I'm going to improve OCL kernel performance and want to clarify how memory transactions work and what memory access pattern is really better (and why). The kernel is fed with vectors of 8 integers which are defined as array: int v[8], that means, before doing any computation entire vector must be loaded into GPRs. So, I believe the bottleneck of this code is initial data load.
First, I consider some theory basics.
Target HW is Radeon RX 480/580, that has 256 bit GDDR5 memory bus, on which burst read/write transaction has 8 words granularity, hence, one memory transaction reads 2048 bits or 256 bytes. That, I believe, what CL_DEVICE_MEM_BASE_ADDR_ALIGN refers to:
Alignment (bits) of base address: 2048.
Thus, my first question: what is the physical sense of 128-byte cacheline? Does it keep the portion of data fetched by single burst read but not really requested? What happens with the rest if we requested, say, 32 or 64 bytes - thus, the leftover exceeds the cache line size? (I suppose, it will be just discarded - then, which part: head, tail...?)
Now back to my kernel, I think that cache does not play a significant role in my case because one burst reads 64 integers -> one memory transaction can theoretically feed 8 work items at once, there is no extra data to read, and memory is always coalesced.

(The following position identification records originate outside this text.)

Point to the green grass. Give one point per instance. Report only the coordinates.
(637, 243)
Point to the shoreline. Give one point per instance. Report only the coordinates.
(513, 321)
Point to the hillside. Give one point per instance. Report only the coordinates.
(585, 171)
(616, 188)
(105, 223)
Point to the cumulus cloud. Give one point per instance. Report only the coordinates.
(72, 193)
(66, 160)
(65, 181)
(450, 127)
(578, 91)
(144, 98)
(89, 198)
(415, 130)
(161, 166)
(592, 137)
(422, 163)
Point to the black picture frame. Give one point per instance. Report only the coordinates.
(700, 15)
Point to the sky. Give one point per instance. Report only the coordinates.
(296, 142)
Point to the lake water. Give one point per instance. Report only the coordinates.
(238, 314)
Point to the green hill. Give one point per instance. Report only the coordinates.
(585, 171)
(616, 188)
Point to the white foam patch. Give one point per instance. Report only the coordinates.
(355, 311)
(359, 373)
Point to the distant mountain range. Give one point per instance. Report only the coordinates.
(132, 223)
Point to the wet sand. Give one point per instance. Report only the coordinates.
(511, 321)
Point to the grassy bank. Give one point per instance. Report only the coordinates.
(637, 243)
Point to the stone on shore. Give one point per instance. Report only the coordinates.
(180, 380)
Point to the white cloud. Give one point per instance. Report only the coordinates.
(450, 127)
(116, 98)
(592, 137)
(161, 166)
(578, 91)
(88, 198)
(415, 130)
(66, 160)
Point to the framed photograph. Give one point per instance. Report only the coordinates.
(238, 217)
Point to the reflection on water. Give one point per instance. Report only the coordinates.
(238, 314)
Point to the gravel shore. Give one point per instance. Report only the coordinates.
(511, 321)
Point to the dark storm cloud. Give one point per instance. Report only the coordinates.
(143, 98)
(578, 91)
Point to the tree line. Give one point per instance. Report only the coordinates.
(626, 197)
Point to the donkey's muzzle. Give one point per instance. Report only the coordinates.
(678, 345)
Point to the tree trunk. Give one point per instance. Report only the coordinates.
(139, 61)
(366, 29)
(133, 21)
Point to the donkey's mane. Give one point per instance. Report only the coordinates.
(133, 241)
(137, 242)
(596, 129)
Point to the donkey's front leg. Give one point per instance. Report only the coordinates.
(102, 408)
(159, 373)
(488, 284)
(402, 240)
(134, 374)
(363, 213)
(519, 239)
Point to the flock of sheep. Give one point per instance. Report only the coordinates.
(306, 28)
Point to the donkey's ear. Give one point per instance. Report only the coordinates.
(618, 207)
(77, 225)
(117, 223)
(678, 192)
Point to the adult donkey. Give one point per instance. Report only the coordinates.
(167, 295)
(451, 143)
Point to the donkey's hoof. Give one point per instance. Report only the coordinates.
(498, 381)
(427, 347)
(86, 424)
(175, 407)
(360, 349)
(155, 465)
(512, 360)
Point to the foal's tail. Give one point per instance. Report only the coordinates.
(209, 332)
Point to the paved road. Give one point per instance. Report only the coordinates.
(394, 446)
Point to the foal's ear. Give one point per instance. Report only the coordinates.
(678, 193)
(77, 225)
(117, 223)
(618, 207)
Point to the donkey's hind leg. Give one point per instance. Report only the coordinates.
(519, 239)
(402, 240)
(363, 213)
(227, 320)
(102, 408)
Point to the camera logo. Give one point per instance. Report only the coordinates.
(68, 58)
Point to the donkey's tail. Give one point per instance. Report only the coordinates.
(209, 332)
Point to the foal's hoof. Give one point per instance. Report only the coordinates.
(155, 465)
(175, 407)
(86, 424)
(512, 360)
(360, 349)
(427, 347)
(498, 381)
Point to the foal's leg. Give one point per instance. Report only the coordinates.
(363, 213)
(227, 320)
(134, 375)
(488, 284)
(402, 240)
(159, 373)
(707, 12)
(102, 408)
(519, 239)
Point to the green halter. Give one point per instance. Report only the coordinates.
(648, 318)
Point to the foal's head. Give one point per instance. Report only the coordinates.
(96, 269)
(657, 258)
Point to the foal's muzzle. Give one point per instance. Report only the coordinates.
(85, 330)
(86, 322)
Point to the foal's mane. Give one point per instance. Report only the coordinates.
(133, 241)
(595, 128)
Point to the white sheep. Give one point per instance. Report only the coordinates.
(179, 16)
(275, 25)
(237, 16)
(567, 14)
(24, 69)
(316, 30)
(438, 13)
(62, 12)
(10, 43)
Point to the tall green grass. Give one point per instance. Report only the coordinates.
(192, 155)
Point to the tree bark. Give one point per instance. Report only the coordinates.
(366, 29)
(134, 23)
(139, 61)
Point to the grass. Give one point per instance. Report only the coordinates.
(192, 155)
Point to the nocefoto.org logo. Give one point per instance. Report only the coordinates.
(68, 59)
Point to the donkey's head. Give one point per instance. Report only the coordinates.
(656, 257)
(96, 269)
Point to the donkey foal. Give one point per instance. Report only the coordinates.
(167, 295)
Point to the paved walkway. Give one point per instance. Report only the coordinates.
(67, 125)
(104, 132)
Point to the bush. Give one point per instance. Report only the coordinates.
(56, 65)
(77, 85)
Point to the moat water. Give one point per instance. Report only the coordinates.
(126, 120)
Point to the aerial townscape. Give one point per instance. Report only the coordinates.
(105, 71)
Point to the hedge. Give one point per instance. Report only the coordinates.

But still, I can place my data with two different access patterns:
contiguous
a[i] = v[get_global_id(0) * get_global_size(0) + i];
(which actually performed as)
*(int8*)a = *(int8*)v;
interleaved
a[i] = v[get_global_id(0) + i * get_global_size(0)];
I expect in my case contiguous would be faster because as said above one memory transaction can completely stuff 8 work items with data. However, I do not know, how the scheduler in compute unit physically works: does it need all data to be ready for all SIMD lanes or just first portion for 4 parallel SIMD elements would be enough? Nevertheless, I suppose it is smart enough to fully provide with data at least one CU first, as soon as CU's may execute command flows independently. While in second case we need to perform 8 * global_size / 64 transactions to get a complete vector.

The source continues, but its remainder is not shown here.